Las negociaciones para la formación de un gobierno en un entorno como el nuestro, es decir, sin mayorías sencillas, a lo que en realidad se parecen es a una pelea en el barro entre gañanes de torvos modos, largas lenguas y patibularias patillas, y esto vale para España, Italia, Estados Unidos o cualquier país civilizado excepto -quizás-  San Marino que como todo el mundo sabe no es un país, sino empresa exportadora de cantantes melódicos a granel para el festival de Eurovisión.

¿O piensan que los partidos suecos, o italianos, o neozelandeses se dedican a las batallas florales cuando la cosa va de hacer gobierno?
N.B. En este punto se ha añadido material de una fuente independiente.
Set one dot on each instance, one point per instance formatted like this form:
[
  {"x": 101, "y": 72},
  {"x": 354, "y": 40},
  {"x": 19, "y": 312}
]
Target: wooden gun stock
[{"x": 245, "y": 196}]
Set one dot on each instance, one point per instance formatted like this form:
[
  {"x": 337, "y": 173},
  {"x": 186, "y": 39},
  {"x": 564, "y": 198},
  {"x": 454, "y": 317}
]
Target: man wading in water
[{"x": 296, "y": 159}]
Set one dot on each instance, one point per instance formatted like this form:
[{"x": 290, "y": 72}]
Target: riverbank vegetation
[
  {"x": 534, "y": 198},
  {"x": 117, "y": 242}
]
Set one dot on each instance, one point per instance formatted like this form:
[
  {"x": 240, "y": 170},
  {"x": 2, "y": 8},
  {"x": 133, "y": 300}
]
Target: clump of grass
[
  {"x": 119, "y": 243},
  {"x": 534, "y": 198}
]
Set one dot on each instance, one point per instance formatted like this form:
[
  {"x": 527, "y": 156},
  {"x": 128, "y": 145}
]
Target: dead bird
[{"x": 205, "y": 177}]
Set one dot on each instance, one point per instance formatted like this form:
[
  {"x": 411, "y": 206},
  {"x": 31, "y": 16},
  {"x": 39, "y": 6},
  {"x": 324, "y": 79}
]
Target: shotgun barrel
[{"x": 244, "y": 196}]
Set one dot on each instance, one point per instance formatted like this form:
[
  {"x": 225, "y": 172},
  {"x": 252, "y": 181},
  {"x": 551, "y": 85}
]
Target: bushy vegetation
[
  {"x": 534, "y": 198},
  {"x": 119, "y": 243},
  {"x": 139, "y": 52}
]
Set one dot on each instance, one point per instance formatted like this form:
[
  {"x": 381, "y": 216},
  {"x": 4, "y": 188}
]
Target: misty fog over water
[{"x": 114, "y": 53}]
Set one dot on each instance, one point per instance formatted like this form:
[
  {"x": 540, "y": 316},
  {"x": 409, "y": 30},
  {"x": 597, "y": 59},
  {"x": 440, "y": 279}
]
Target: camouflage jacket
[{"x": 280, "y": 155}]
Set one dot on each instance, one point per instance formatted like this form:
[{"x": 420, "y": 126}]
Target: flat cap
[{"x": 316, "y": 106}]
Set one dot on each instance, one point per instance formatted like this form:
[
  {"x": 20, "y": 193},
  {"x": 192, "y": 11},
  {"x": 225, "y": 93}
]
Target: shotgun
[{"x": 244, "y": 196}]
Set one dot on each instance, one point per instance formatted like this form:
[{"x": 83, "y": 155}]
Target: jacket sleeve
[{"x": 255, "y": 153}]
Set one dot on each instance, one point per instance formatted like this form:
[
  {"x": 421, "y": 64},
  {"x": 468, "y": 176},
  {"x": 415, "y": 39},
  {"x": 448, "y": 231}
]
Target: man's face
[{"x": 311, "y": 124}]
Olvídense, las tretas, estratagemas, zancadillas, filtraciones interesadas a medios, apretones y peleas por cada milímetro de poder son titánicas. Exáctamente igual que aquí.

Cuando los españoles decidimos alegremente, muy ayudados por PP y PSOE todo hay que decirlo, abandonar el oprobioso bipartidismo y lanzarnos por el tobogán de la nueva política, alguien debió advertirnos que a la vez estábamos comprando un bonito pack de circo investitorio acompañado de inestabilidad kafkiana, riesgo permanente de elecciones y absoluta imposibilidad de realizar políticas de estado de medio plazo. Las cosas de no leernos la maldita letra pequeña, supongo.

Pero una vez llegados a este punto, ¿Cómo va realmente la negociación para construir un gobierno en torno al PSOE de Pedro Sánchez?

Pues miren, sigo diciendo que la cosa no va mal para el inquilino de la Moncloa, y que o mucho me equivoco o ya puede comenzar a sentir el tacto del BOE con la punta de sus dedos.

Olvídense de debates florentinos, dimes, diretes, declaraciones ostrogodas, bravuconadas, órdagos a chica y propuestas marcianas, todo eso forma parte de un espectáculo por el que hemos pagado religiosamente con nuestros impuestos, y del que debemos disfrutar ya que  lo cierto es que esta vez se están esmerando.

¿Y en qué razones me baso para llevar la contraria a casi todos los intrépidos periodistas que tratan de interpretar el estado de las negociaciones haciendo meritorios ejercicios de semiótica comparada sobre las declaraciones de todos los actores de esta ópera,  o a casi todos los analistas que se prestan solícitamente a convertir filtraciones – normalmente bastante sosas- en auténticos venablos políticos dignos del propio Talleyrand?

Vamos con tres de ellas

1- Expectativa: Tanto Sánchez como Iglesias son conscientes de que toda esta berrea previa tiene un único objetivo, llegar en la mejor posición política posible a la negociación de verdad, esa que se va a producir discretamente a escasas horas de que comience el pleno de investidura y a la que ambos van a llegar con la necesidad de llegar a algún tipo de acuerdo que no frustre las expectativas de sus respectivos votantes.

2- Poder: Hay un método infalible para descubrir a un memo, a un farsante o a alguien que cumple ambas cualidades, cuando lean, vean o escuchen a alguien hablar de que “Iglesias y Sánchez no se llevan bien”, y que esa mala relación personal está dificultando las negociaciones, ahí tienen ustedes al memo.  Sánchez e Iglesias son dos profesionales de ésto desde su más tierna juventud, y ambos saben que esto no es personal, sino un juego de poder, y que el poder no solo se ejerce desde el gobierno.

3.- Necesidad: En política -y en el mus, pero bueno, esa es otra historia- hay que echar los órdagos cuando toca, no cuando quiere el contrario, y si algo ha quedado claro es que Iglesias ha usado el comodín mágico de la “consulta a la militancia” demasiado pronto, lo que ha demostrado una vez más su bisoñez y sus nervios. Ambos necesitan un acuerdo y harán lo necesario para alcanzarlo.